I agree . Lets cut out All taxes. We don't need paved roads, water and sewer treatment plants, emergency services, government, prisons border patrol, armed services, schools...............


----------



## Remmi_&amp;_I (Dec 2, 2003)

A huge problem is how we (legal taxpaying citizens) are paying for lazyness! The system gets cheated to easily and I have seen it first hand. -- My old roommate got laid off so he filed for unemployment while he looked for a job. As I'm sure some of you know, part of the process is applying for a certain number of jobs per week in order to get your check. Well, my roommate new that he had a decent job lined up in about 5 months so he did nothing but apply for jobs he wasn't qualified for. He would laugh and tell me the people in his "class" at job service would complain that their was nothing to apply for and would be allowed to slide on the requirement.

Now, I feel for people that really need the help...and I think they deserve a chance to stay on their feet. But I hate how many people "cheat" the system.


----------



## Remmi_&amp;_I (Dec 2, 2003)

dakotashooter2 said:


> I agree . Lets cut out All taxes. We don't need paved roads, water and sewer treatment plants, emergency services, government, prisons border patrol, armed services, schools...............


Great insightful statement. :eyeroll:


----------



## Bobm (Aug 26, 2003)

If they limited it to those things taxes would be resonable.


----------



## Militant_Tiger (Feb 23, 2004)

One of the reasons that we are all paying such high taxes is to fund the war that you all supported. Think about that next time before backing a war with such gusto think about the repercussions.


----------



## jamartinmg2 (Oct 7, 2004)

MT..... Sure taxes are used to fight wars. But I'll tell you what, if a war can help prevent another 9/11, or some other, perhaps worse, blow against our country, I will support the war everyday of the week. There are still hundreds of programs that the government controls that I'm sure could be cut back, or eliminated, altogether, I'd venture to guess. The problem is, once any program is started and funded, it is damn near impossible to get rid of it. :-?


----------



## taddy1340 (Dec 10, 2004)

jamartinmg2,

Good reply to MT's statement. Yes, we all agree the war costs TONS of money. However, there are many abused programs like WELFARE that cost us a lot of money as well.

MT,

Have you been to Iraq? Unfortunately, I have not been able to serve there yet, although I have volunteered numerous times. EVERY fellow GI that I spoke with upon returning from Iraq has said that we *need *to be there. A lot of good is occurring over there, the media just fails to portray it.

There is no price that can be affixed to FREEDOM!

Just my opinion. Happy Holidays...

tad


----------



## Militant_Tiger (Feb 23, 2004)

"MT..... Sure taxes are used to fight wars. But I'll tell you what, if a war can help prevent another 9/11, or some other, perhaps worse, blow against our country, I will support the war everyday of the week."

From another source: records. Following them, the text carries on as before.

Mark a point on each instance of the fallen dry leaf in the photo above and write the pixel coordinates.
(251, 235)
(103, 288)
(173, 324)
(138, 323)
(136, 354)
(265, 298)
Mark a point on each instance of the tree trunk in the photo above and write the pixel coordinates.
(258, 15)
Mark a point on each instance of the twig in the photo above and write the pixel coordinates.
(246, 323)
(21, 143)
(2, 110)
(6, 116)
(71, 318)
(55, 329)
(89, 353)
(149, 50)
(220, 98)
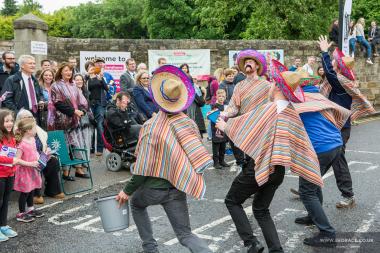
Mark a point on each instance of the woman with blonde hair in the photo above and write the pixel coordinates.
(360, 26)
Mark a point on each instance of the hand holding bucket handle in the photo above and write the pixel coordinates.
(122, 197)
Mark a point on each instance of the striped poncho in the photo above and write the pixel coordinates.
(360, 105)
(316, 102)
(248, 94)
(275, 139)
(170, 147)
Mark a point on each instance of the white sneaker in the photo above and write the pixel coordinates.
(346, 202)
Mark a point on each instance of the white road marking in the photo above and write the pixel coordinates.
(50, 205)
(365, 152)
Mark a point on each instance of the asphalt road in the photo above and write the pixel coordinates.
(74, 224)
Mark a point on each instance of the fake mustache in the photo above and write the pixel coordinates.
(248, 65)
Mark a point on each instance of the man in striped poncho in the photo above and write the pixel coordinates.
(273, 137)
(170, 162)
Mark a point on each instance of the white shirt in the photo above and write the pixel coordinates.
(281, 105)
(25, 78)
(309, 69)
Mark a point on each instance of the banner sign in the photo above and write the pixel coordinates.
(197, 59)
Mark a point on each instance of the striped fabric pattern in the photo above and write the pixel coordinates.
(360, 105)
(170, 147)
(275, 139)
(248, 94)
(316, 102)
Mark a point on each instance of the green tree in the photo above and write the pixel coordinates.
(301, 20)
(369, 9)
(169, 19)
(10, 8)
(221, 19)
(30, 6)
(108, 19)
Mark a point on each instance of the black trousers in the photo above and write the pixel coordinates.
(340, 167)
(6, 186)
(242, 188)
(218, 151)
(25, 198)
(238, 154)
(52, 183)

Good luck trying to do that in Iraq, you are just one or two countries off

"EVERY fellow GI that I spoke with upon returning from Iraq has said that we need to be there. A lot of good is occurring over there, the media just fails to portray it.

There is no price that can be affixed to FREEDOM! "

And why do we not grant freedom to the waring nations of Africa? Are they not worthy of freedom?


----------



## buckseye (Dec 8, 2003)

> And why do we not grant freedom to the waring nations of Africa? Are they not worthy of freedom?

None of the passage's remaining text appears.